We talk a lot about packing lunches around here.
But what if you can’t afford to pack a lunch? What if you can barely afford to feed your child one meal a day, let alone 3? Plus snacks? What if your child’s only meal of the day is the one he or she gets at school?
Bettina Elias Siegel, who pens The Lunch Tray, a widely read, daily blog covering anything related to “kids and food, in school and out” is on a mission to help the over 12 million kids in America who are food-insecure, as well as hungry children around the world.
Last night I stumbled upon one of her posts that moved me to tears. That’s why I’m sharing it here with you.
“None of my kids will ever go hungry while in my care!”
Bettina shared the comments of a teacher named Brian. Responding to her post about the controversy over the new school food calorie limits, Brian told of his daily worry and anguish, as he tries to comfort and feed a classroom of hungry six year olds.
“…I’m pained every day watching my hungry kids stay hungry after eating lunch and nearly every day I have to comfort sad children who don’t understand why they can’t eat what they want when they are presented with a long line of choices.
These are children who may not eat an evening meal at home and may not get more than one meal a day on weekends, if that. Some parents are unable (for various reasons) to get their children to school on time for the free breakfast, which is also severely limited in choice, so these children face true hunger every day.
…Just this week I have had four of my 6-year olds in tears over lunch on more than one occasion. Two were crying inconsolably because they were not allowed to get a juice and 2 fruits and they were very hungry. They eventually confessed that they hadn’t eaten anything since lunch the day before.”
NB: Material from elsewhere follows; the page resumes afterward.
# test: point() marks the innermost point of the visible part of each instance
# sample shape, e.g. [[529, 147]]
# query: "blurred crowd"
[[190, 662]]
To read Brian’s tragically eye-opening, full account of what the food situation is for these children, click HERE.
“Brian’s sobering story makes clear that millions of American children live in food insecure homes, school meals are often their only dependable source of food, yet for a variety of reasons (parental neglect, stigma, etc.) they may not be getting all the food that’s being made available to them at school. It’s a tragic situation.
This seems like a good time to remind my readers that at the top of every Lunch Tray page is a tab which reads, “Help Hungry Kids.” You’ll find there a list of charities I particularly like which are devoted to ameliorating hunger, here at home and worldwide.”
God bless Brian and all the other teachers and school employees who make it their business to help these hungry children.
It’s our business too. Please help The Lunch Tray help hungry kids.